Hürriyet Seyahat | Fotoğraflar: Alamy, Ingimage
Karanlık tarih hâlâ aydınlatılamadı... 1722 yılında keşfedildi ve şok etkisi yarattı
Dünyanın en gizemli adası olarak kabul edilen Paskalya Adası, araştırmacıların yüzyıllardır süren çalışmalarına rağmen sırlarını saklamaya devam ediyor. Pandemiden önce binlerce turisti ağırlayan adanın tarihi ve barındırdığı medeniyetler hakkında çok sayıda teori ortaya atılıyor.
Paskalya adasını bu kadar önemli yapan 974 adet devasa heykel. Moai heykelleri Ahu adı verilen taş platformlar üzerine oturtulmuş. Bu heykellerin tamamı dizili halde değil.
Adaya ilk 318 yılında ayak basıldı!
Norveçli kaşif Thor Heyerdahl, 1950’lerde Paskalya Adası’nda Güney Amerikalı yerlilerin yaşamış olduğu iddiasını ortaya attı. Ancak, adada bulunan kemikler üzerinde yapılan DNA analizleri, halkın Pasifik Okyanusu’ndaki adalardan gelen Polinezyalılara ait olduğunu gösterdi. Bir mezarda yapılan karbon testi ise adaya ilk olarak 318 yılında ayak basıldığını ortaya koydu. O yıllarda, Paskalya adasının çok sayıda kuşun yaşadığı gür ormanlara ve verimli topraklara sahip olduğuna inanılıyor.

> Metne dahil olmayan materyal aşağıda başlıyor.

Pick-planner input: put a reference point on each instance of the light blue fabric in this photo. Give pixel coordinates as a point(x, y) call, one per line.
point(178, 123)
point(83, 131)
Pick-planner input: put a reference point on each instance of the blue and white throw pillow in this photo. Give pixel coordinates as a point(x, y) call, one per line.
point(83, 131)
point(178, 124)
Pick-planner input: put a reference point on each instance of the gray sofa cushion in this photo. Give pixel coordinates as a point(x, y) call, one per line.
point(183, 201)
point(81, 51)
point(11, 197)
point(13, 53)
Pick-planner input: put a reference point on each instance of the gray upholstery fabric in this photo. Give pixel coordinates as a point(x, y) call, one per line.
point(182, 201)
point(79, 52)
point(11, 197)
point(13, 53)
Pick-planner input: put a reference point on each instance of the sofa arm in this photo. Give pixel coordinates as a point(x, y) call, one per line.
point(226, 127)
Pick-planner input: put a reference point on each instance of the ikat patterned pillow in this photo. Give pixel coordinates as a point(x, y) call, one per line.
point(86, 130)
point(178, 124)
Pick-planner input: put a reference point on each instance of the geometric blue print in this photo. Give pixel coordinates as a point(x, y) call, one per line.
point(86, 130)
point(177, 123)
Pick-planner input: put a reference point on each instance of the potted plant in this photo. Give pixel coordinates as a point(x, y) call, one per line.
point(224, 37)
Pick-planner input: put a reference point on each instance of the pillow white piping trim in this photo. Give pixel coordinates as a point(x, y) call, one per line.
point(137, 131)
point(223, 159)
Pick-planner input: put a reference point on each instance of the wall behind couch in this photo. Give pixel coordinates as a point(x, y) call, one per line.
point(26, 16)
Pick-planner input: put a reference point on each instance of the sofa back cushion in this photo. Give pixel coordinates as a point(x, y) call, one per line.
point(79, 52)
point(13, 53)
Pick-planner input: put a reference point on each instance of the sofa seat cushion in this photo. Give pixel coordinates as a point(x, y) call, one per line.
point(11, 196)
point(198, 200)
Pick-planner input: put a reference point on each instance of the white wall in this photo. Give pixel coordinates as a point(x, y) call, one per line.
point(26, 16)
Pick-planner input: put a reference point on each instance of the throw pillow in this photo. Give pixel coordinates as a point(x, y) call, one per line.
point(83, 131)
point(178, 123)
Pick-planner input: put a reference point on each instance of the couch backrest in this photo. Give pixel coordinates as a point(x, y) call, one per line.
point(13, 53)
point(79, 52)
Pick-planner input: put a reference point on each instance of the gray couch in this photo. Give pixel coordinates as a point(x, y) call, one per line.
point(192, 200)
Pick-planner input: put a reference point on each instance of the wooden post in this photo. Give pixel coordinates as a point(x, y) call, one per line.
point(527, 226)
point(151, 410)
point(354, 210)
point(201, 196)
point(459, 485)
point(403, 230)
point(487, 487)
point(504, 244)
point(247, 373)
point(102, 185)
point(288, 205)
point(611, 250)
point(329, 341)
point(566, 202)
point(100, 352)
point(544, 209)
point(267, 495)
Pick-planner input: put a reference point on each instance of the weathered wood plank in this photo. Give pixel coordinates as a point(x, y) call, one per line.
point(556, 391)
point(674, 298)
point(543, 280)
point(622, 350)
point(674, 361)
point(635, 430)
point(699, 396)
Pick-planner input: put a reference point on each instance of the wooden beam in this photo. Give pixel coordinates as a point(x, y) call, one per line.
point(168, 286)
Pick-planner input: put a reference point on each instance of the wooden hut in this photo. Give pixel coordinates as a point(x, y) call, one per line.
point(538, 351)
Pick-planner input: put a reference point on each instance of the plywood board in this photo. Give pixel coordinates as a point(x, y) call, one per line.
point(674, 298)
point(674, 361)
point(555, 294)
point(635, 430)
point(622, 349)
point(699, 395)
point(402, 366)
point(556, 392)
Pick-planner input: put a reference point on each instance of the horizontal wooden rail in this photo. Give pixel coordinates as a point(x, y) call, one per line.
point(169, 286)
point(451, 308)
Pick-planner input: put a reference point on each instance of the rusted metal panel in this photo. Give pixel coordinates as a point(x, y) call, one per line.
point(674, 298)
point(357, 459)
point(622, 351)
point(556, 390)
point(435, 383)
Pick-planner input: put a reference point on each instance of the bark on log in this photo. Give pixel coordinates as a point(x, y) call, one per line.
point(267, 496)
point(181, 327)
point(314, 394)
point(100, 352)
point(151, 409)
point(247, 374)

Ortodoks arkeologlar, Paskalya adasına ilk kez denizde kaybolan Polinezyalıların 318 yılında ayak bastığını kabul etti. Ancak gizemli ada üzerinde yapılan araştırma sayısı arttıkça, yeni teoriler ortaya atıldı. Bunlardan bir tanesi, Paskalya Adası’nın çok daha büyük bir toprak parçasının geride kalan kısmı olduğu ve binlerce yıl öncesine uzanan bir tarih sakladığı.
Üç araştırmacı, Graham Hancock, Colin Wilson ve Rand Flem-Ath, Paskalya Adası’nın dünyada kutsal bir coğrafyayı temsil ettiğini öne sürdü.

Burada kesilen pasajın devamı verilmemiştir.